Earlier this fall, a federal district court in California entered an order dismissing a challenge to election sign regulations promulgated by the City of Coalinga, California. Coalinga had a sign regulation that prohibited the display of election signs more than 60 days prior to and more than seven days after an election. June Vera Sanchez and the Dolores Huerta Foundation sought to display political messages outside of the election season, and challenged the regulation on First Amendment grounds in an action filed in June 2018. Following the filing of the lawsuit, in July 2018, the city amended its regulations to withdraw the challenged election sign regulation. In August 2018, the city filed a motion to dismiss, arguing that the plaintiffs lacked standing to bring their claim and that the action was moot.
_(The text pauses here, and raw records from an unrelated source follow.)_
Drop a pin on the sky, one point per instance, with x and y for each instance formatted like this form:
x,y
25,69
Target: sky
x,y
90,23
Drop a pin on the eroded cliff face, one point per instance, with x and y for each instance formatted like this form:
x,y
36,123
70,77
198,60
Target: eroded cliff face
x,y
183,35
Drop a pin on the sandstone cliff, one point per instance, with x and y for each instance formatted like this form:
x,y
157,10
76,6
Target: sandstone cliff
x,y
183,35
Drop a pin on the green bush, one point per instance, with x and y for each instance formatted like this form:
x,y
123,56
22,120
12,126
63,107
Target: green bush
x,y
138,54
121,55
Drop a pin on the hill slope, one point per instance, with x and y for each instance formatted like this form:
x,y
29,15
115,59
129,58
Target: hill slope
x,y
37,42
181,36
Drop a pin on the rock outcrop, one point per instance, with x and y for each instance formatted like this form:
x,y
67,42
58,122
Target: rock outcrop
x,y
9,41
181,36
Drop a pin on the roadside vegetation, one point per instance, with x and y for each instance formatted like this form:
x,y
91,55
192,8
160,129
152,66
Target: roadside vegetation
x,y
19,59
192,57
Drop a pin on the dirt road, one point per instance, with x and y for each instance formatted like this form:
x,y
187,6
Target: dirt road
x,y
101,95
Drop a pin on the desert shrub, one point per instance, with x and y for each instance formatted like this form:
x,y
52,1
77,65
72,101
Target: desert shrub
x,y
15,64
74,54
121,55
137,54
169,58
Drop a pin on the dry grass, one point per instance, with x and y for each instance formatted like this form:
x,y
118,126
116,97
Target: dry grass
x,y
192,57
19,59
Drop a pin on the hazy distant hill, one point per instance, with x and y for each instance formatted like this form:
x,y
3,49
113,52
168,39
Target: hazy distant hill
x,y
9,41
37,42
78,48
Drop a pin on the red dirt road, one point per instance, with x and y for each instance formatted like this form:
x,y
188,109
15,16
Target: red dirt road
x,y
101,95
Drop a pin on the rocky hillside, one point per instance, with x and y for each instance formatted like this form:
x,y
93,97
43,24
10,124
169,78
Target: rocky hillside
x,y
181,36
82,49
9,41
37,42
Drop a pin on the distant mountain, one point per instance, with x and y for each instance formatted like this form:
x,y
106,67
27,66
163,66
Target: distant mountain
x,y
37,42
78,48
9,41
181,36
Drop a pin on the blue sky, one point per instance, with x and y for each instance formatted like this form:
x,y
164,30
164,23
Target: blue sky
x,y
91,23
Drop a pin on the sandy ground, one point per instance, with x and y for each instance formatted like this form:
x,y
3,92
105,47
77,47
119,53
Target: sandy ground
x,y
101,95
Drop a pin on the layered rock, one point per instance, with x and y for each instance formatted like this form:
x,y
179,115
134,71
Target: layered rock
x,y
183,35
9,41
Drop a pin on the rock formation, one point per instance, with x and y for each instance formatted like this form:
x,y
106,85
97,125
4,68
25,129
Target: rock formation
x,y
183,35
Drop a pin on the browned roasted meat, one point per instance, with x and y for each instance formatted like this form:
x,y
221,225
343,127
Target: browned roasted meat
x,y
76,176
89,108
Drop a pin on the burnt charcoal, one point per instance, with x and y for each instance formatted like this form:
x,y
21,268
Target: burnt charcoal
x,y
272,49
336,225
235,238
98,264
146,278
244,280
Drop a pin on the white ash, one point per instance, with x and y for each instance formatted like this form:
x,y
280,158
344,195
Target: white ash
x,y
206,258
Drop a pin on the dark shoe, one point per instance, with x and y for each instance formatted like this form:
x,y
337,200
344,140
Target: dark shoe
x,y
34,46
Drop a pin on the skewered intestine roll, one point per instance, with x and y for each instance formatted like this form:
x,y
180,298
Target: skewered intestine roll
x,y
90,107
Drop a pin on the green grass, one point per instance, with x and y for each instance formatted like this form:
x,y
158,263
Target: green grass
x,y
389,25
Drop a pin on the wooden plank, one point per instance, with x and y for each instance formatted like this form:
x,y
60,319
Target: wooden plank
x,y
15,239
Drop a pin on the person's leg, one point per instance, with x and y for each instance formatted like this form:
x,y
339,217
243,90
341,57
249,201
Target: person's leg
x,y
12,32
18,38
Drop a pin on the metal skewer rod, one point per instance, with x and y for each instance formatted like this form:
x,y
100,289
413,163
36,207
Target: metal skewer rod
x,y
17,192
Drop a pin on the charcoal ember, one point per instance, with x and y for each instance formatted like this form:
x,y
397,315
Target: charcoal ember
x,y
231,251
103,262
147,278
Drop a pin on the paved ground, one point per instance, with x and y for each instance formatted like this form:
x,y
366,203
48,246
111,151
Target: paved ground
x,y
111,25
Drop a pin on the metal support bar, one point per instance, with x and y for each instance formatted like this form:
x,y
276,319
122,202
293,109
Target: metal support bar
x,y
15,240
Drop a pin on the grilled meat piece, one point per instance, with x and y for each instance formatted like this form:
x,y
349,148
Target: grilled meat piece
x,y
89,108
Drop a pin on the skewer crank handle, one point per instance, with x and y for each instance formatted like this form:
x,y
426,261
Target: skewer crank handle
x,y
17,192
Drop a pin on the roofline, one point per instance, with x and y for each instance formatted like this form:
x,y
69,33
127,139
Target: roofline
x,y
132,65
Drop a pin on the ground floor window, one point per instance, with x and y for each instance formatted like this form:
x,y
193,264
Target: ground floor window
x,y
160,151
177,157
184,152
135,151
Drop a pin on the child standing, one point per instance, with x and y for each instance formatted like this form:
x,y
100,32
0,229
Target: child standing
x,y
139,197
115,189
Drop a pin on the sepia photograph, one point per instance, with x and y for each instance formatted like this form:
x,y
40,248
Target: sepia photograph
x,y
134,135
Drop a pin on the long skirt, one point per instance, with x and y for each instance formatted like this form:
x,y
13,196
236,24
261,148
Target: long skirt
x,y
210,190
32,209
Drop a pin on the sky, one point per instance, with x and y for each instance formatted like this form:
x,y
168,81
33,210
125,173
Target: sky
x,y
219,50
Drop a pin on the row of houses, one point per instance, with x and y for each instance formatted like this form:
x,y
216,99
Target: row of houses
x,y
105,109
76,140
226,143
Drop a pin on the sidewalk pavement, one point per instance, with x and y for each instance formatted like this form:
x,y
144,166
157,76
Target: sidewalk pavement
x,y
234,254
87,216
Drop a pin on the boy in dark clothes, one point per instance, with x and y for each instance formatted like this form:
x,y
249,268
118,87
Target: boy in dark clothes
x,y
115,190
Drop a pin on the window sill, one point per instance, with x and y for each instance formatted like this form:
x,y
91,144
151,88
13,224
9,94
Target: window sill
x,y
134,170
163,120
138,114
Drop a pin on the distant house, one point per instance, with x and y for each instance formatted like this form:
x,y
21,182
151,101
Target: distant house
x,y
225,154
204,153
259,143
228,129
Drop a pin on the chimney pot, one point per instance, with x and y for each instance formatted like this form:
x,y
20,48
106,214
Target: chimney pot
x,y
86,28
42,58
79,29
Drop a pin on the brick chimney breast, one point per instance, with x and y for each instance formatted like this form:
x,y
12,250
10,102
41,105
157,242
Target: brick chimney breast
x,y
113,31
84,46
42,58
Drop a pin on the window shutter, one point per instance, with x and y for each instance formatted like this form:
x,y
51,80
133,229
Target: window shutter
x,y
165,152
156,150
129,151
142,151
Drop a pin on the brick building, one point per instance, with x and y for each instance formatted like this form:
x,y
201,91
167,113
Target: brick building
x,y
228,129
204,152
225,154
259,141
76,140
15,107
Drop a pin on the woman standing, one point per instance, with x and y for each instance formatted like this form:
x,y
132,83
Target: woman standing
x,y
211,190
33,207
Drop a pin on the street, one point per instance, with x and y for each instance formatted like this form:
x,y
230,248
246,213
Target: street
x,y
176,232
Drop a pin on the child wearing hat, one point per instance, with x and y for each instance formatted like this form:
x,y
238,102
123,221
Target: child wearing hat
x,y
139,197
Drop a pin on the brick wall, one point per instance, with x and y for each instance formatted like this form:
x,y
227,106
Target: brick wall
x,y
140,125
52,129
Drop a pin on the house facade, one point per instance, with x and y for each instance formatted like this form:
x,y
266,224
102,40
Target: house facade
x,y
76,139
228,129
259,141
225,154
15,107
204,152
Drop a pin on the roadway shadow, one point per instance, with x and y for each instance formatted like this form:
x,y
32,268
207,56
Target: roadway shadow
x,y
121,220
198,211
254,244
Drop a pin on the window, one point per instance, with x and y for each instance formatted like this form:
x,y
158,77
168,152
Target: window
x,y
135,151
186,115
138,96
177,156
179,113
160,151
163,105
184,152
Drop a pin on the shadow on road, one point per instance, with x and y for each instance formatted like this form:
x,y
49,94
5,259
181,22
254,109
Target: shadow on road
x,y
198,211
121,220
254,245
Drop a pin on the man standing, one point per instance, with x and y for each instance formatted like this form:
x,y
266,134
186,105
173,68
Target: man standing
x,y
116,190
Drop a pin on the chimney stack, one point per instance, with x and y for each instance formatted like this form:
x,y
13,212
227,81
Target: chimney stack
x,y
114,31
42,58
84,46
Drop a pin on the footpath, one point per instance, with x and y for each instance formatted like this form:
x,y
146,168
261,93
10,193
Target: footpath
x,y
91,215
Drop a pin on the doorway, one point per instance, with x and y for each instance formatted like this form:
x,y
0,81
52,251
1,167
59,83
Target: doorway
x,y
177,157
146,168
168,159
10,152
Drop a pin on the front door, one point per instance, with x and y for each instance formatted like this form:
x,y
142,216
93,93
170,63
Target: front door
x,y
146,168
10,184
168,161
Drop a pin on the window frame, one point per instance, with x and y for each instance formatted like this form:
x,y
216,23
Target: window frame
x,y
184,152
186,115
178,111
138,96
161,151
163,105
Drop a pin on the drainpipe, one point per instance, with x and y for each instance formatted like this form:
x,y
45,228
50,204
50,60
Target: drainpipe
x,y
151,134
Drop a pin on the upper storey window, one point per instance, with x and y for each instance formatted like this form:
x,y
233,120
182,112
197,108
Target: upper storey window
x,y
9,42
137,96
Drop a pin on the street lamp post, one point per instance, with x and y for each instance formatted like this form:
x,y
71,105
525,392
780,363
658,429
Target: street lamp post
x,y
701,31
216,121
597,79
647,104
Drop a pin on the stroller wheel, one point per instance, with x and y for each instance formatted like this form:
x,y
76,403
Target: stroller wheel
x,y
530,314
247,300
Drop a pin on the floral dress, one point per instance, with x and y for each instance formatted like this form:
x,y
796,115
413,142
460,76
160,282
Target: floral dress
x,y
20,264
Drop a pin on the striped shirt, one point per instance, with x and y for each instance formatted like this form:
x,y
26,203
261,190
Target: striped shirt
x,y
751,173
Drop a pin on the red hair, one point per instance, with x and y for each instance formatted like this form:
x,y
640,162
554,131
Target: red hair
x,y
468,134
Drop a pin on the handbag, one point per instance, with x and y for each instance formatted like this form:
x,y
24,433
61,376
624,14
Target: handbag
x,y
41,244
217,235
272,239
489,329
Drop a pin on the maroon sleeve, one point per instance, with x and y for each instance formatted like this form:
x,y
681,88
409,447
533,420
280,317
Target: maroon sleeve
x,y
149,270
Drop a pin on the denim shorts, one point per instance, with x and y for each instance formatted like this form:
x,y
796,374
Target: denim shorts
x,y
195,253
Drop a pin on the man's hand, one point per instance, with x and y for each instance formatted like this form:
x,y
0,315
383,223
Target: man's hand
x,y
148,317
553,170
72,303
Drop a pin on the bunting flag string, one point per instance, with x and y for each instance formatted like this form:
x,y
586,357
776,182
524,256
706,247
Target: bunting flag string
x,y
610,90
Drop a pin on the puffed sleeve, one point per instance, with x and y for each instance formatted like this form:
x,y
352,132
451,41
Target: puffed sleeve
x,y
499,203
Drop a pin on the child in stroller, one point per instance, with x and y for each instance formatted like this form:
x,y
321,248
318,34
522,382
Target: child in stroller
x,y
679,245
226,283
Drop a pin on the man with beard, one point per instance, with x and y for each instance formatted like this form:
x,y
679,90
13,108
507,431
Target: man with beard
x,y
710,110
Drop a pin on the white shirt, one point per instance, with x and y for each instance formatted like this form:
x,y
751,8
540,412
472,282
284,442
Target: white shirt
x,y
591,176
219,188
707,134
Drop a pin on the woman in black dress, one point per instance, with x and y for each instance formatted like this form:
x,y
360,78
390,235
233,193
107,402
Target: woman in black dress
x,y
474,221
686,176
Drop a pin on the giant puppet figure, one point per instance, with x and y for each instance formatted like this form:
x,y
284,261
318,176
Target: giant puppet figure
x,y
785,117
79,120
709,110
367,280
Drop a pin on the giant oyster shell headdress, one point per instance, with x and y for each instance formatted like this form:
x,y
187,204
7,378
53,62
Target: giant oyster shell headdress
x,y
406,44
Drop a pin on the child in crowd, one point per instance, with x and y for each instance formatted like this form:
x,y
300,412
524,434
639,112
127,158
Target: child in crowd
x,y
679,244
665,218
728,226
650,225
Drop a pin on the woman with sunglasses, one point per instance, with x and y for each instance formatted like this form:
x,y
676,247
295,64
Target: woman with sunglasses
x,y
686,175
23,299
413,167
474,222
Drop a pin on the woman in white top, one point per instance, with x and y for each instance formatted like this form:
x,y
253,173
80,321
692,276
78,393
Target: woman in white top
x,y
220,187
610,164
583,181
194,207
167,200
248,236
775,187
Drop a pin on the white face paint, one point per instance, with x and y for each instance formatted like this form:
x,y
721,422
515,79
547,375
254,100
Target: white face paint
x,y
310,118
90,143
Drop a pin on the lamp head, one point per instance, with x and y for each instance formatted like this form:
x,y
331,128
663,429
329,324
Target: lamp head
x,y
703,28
Because the plaintiffs offered no generalized or specific threat of enforcement of the challenged regulations, the court entered an order dismissing the underlying action. Although the plaintiffs argued that the city could simply resume enforcement of the election sign ordinance following the dismissal of the case, the court concluded that outcome was unlikely. The city’s amendment of its sign code in July 2018 recognized the constitutional defects of the election sign ordinance, and the city was unlikely to enforce such an unconstitutional provision in the future.
While this case concluded early, it is almost certain that the court would have struck down Coalinga’s restrictions. These types of content-based restrictions were nearly identical to those struck down by the Supreme Court in Reed v. Town of Gilbert in 2015.